Why would you remove the excess deaths caused by hospitals not being able to handle non-COVID illnesses due to taking care of COVID patients?
Because those are dependent on the response to the disease, not the disease itself.
So what's the right available metric to look at that statistically quantifies the effectiveness of the vaccines? Or does one not exist?
Control groups. But most countries and trials seem decided to get rid of them as fast as possible.
The current virus has a natural growth factor that is about 3x larger than the OG. So vaccines are at least 66% effective if they are keeping it at bay. Probably more since lots of countries have very low restrictions compared to last year.
According to the following graph deaths per 100,000 people are: 18 for unvaccinated 3 for vaccinated. at the peak of the graph between July and October 2021.

Doesn't that tell us that vaccinations help to significantly reduce Covid-deaths?

https://ourworldindata.org/grapher/united-states-rates-of-co...

Thanks for the link. For fun I downloaded the referenced CDC dataset. One thing I noticed is that the fraction of deaths per case for the vaccinated population was higher than for the unvaccinated population until July, at which point it "snapped" to match for the rest of the dataset. It seems like a curious anomaly.

https://imgur.com/a/QGJqs0S

Where older and more venerable people being vaccinated early? They still are more likely to die if infected. Then a spread of vaccination to the general population. You would have to look at a breakdown of who was vaccinated at the time you saw the lower vaccine benefit.
I thought about that, but it seems like whatever changed must have happened nearly instantaneously. Looking at the plot, it's a rather pronounced step change.
Reduce deaths? yes.
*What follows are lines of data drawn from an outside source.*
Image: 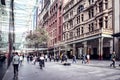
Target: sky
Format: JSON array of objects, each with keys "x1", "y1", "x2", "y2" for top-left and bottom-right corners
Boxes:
[{"x1": 14, "y1": 0, "x2": 36, "y2": 33}]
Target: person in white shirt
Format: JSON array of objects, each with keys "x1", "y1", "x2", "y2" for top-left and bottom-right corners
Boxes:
[
  {"x1": 39, "y1": 54, "x2": 45, "y2": 69},
  {"x1": 12, "y1": 52, "x2": 20, "y2": 76},
  {"x1": 20, "y1": 55, "x2": 23, "y2": 65}
]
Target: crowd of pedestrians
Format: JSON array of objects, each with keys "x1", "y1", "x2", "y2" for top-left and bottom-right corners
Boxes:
[{"x1": 12, "y1": 52, "x2": 120, "y2": 75}]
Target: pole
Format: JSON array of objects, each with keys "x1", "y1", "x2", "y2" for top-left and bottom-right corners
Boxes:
[{"x1": 7, "y1": 0, "x2": 14, "y2": 67}]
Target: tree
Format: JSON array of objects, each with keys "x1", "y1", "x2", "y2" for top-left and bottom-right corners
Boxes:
[{"x1": 26, "y1": 28, "x2": 48, "y2": 48}]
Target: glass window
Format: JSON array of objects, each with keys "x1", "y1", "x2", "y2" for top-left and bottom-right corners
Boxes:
[{"x1": 77, "y1": 5, "x2": 84, "y2": 14}]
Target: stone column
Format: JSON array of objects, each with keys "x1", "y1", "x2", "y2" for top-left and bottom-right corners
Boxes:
[
  {"x1": 72, "y1": 44, "x2": 76, "y2": 55},
  {"x1": 99, "y1": 37, "x2": 103, "y2": 60},
  {"x1": 83, "y1": 41, "x2": 87, "y2": 54}
]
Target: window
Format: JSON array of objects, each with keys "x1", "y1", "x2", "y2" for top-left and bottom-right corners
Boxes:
[
  {"x1": 81, "y1": 14, "x2": 84, "y2": 21},
  {"x1": 77, "y1": 15, "x2": 80, "y2": 24},
  {"x1": 88, "y1": 0, "x2": 94, "y2": 4},
  {"x1": 81, "y1": 27, "x2": 83, "y2": 34},
  {"x1": 99, "y1": 2, "x2": 103, "y2": 12},
  {"x1": 66, "y1": 33, "x2": 68, "y2": 39},
  {"x1": 63, "y1": 33, "x2": 65, "y2": 40},
  {"x1": 64, "y1": 14, "x2": 69, "y2": 20},
  {"x1": 1, "y1": 0, "x2": 5, "y2": 5},
  {"x1": 70, "y1": 32, "x2": 73, "y2": 38},
  {"x1": 69, "y1": 20, "x2": 73, "y2": 27},
  {"x1": 105, "y1": 16, "x2": 108, "y2": 28},
  {"x1": 99, "y1": 18, "x2": 103, "y2": 28},
  {"x1": 88, "y1": 8, "x2": 94, "y2": 19},
  {"x1": 70, "y1": 11, "x2": 73, "y2": 16},
  {"x1": 77, "y1": 5, "x2": 84, "y2": 14},
  {"x1": 105, "y1": 0, "x2": 108, "y2": 9},
  {"x1": 88, "y1": 23, "x2": 94, "y2": 32},
  {"x1": 77, "y1": 28, "x2": 80, "y2": 36}
]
But it tells us nothing about reducing spread.
Good point.

Theoretically it could be possible that non-vaccinated infect fewer others than those who are vaccinated -- because unvaccinated more readily die after which they can not keep on infecting others. Nevertheless the goal is not to reduce infections but to reduce deaths and serious illness.

Here's an article which says that vaccination does reduce the risk of you infecting others. But this effect diminishes over time quite fast. That would seem like a good reason to get the booster.

https://www.nature.com/articles/d41586-021-02689-y

> Nevertheless the goal is not to reduce infections but to reduce deaths and serious illness.

Whose goal? There is no shortage of people and organizations that are trying to force others to vaccinate “to prevent spread”. As your link shows the effectives of this is dubious.

> Whose goal?

My goal. I assume also your goal. And I assume people who try to "prevent spread" do so because spread of Covid-19 causes death and serious illness.

There have been 799,276 Covid-deaths in the US during the short period it's been around. Almost 800k people dead. Dead. If there was no "Covid spread" those people would not have caught Covid and thus would not have died because of it.

To reduce Covid deaths and serious Covid illness you must try to reduce its spread. If you stop it from spreading you stop it from killing people.